As was observed in JF v The Queen[6], a useful summary of the relevant principles and factors generally applied when setting the non-parole period is provided in Fox and Freiberg’s sentencing text[7] as follows (footnotes omitted):
The non-parole period must be proportionate to the head sentence and to the gravity of the crime. Proportionality cannot be reduced to a mathematical formula and will depend upon the circumstances of the case and subject to the judicial discretion. As a general rule there should not be too great a disparity between the head sentence and the non-parole period. In the absence of statutory authority, there is no usual or fixed rule regarding the relationship between the head sentence and the non-parole period and the length of the period on parole is a matter of discretion that will depend upon all of the circumstances of the case including the offender’s prospects of rehabilitation, age (both young and old), criminal record and past parole history, and protection of the community. Because some of these circumstances are personal to the offender, there may be more scope for variation in the length of non-parole periods than there may be in setting head sentences…

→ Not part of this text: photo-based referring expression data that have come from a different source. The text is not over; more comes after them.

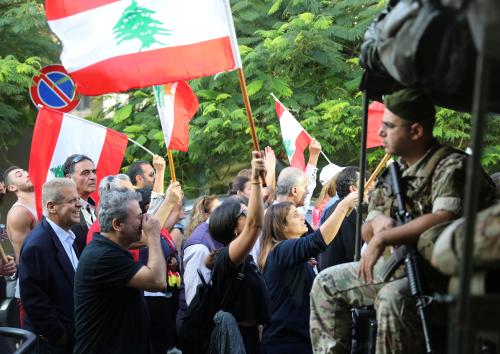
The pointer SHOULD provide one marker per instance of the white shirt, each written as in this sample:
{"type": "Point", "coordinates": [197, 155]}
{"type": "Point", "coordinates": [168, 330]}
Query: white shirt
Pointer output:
{"type": "Point", "coordinates": [67, 238]}
{"type": "Point", "coordinates": [193, 258]}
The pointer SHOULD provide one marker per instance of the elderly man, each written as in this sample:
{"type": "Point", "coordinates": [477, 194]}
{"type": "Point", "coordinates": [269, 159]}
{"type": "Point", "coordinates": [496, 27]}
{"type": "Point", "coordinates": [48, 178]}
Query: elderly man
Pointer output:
{"type": "Point", "coordinates": [432, 180]}
{"type": "Point", "coordinates": [110, 313]}
{"type": "Point", "coordinates": [22, 216]}
{"type": "Point", "coordinates": [81, 169]}
{"type": "Point", "coordinates": [47, 269]}
{"type": "Point", "coordinates": [143, 175]}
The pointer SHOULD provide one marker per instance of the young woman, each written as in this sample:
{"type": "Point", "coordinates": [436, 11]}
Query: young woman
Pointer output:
{"type": "Point", "coordinates": [234, 274]}
{"type": "Point", "coordinates": [289, 277]}
{"type": "Point", "coordinates": [328, 191]}
{"type": "Point", "coordinates": [202, 208]}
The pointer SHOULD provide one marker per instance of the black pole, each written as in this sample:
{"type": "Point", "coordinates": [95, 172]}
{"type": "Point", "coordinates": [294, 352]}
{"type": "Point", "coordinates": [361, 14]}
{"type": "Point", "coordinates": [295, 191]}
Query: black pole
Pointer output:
{"type": "Point", "coordinates": [362, 172]}
{"type": "Point", "coordinates": [462, 338]}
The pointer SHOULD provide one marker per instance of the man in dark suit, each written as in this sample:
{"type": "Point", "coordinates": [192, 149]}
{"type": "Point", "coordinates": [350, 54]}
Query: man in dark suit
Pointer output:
{"type": "Point", "coordinates": [47, 269]}
{"type": "Point", "coordinates": [341, 249]}
{"type": "Point", "coordinates": [81, 169]}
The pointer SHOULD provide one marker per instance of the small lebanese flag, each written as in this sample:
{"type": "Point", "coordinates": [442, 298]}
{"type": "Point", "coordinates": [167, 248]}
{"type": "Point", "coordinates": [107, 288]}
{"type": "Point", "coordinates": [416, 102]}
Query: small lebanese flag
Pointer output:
{"type": "Point", "coordinates": [116, 45]}
{"type": "Point", "coordinates": [58, 135]}
{"type": "Point", "coordinates": [295, 138]}
{"type": "Point", "coordinates": [176, 105]}
{"type": "Point", "coordinates": [375, 114]}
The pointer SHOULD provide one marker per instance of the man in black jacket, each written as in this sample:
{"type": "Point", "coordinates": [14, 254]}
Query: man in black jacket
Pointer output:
{"type": "Point", "coordinates": [341, 250]}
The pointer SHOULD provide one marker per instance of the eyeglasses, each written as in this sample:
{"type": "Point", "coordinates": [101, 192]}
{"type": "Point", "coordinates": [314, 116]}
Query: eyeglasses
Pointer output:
{"type": "Point", "coordinates": [243, 212]}
{"type": "Point", "coordinates": [389, 125]}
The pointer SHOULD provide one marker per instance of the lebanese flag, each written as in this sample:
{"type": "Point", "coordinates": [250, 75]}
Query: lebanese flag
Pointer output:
{"type": "Point", "coordinates": [58, 135]}
{"type": "Point", "coordinates": [295, 138]}
{"type": "Point", "coordinates": [116, 45]}
{"type": "Point", "coordinates": [176, 105]}
{"type": "Point", "coordinates": [375, 114]}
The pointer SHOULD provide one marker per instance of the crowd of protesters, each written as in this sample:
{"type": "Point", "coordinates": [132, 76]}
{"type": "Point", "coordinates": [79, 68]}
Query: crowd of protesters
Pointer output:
{"type": "Point", "coordinates": [120, 275]}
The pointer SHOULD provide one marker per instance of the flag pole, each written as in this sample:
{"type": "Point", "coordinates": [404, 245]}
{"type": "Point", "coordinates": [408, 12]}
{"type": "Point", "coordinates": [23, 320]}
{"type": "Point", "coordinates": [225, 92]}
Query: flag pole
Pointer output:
{"type": "Point", "coordinates": [248, 109]}
{"type": "Point", "coordinates": [141, 146]}
{"type": "Point", "coordinates": [322, 153]}
{"type": "Point", "coordinates": [171, 165]}
{"type": "Point", "coordinates": [375, 173]}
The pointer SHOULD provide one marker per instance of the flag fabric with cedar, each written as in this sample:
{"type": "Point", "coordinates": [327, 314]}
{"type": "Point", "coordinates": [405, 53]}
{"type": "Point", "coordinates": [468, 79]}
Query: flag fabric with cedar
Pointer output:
{"type": "Point", "coordinates": [116, 45]}
{"type": "Point", "coordinates": [375, 114]}
{"type": "Point", "coordinates": [176, 105]}
{"type": "Point", "coordinates": [57, 135]}
{"type": "Point", "coordinates": [295, 138]}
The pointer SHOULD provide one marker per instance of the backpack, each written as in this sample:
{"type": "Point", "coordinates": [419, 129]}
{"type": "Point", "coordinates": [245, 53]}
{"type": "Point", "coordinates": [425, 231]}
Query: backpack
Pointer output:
{"type": "Point", "coordinates": [197, 323]}
{"type": "Point", "coordinates": [425, 44]}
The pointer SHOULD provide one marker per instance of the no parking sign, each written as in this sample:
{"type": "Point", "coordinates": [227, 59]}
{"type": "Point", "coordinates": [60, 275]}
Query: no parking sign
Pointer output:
{"type": "Point", "coordinates": [54, 88]}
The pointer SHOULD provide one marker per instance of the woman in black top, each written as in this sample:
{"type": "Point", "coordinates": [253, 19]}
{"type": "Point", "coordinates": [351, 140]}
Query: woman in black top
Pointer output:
{"type": "Point", "coordinates": [237, 228]}
{"type": "Point", "coordinates": [284, 260]}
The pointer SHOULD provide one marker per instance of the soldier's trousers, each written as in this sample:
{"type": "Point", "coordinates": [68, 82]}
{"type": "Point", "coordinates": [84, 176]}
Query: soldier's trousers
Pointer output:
{"type": "Point", "coordinates": [338, 289]}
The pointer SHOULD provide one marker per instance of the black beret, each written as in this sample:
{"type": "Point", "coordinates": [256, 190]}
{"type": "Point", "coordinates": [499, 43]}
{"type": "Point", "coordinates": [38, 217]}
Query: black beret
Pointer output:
{"type": "Point", "coordinates": [412, 105]}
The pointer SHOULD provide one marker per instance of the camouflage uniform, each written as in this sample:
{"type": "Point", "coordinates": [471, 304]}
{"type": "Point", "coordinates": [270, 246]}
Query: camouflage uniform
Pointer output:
{"type": "Point", "coordinates": [448, 249]}
{"type": "Point", "coordinates": [435, 182]}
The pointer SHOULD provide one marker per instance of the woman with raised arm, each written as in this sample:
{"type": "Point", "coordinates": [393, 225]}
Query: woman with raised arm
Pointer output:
{"type": "Point", "coordinates": [235, 276]}
{"type": "Point", "coordinates": [289, 276]}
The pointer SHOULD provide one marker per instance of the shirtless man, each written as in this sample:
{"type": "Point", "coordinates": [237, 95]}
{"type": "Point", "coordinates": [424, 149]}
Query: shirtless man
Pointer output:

In the present case the appellant’s prospects for rehabilitation were poor. However, he was relatively young and he had not had the opportunity of undertaking relevant rehabilitation programs, particularly directed towards his problems with alcohol, cannabis and anger management. He had indicated a willingness to undertake appropriate rehabilitation. He had by his attendance at court for sentencing provided a limited demonstration of his willingness to comply with court orders. As the learned sentencing Judge observed the Parole Board would, at the time of considering a grant of parole, be in a better position to ascertain what is needed in relation to any rehabilitative or other programs than her Honour.
No specific reason was provided by her Honour before imposing a non-parole period well beyond the minimum required by statute. In my opinion the non-parole period was, in all the circumstances, manifestly excessive.
I allow the appeal. I set a new non-parole period of one year and eight months. The sentence is otherwise untouched.
[1]Sentencing Act s 53(2)
[2]Sentencing Act s 54(1)
[3]Power v The Queen (1974) 131 CLR 623 at 629; JF v The Queen [2017] NTCCA 1
[4] The Queen v Shrestha (1991) 173 CLR 48 at 67-69
[5](1974) 131 CLR 623 at 629 per Barwick CJ, Menzies, Stephen and Mason JJ; confirmed in R v Bugmy (1990) 169 CLR 525 at 536.
[6] JF v the Queen [2017] NTCCA 1 at [62].
[7] Fox and Freiberg, Sentencing: State and Federal Law in Victoria (Thomson Reuters, 3rd ed, 2014) at 859.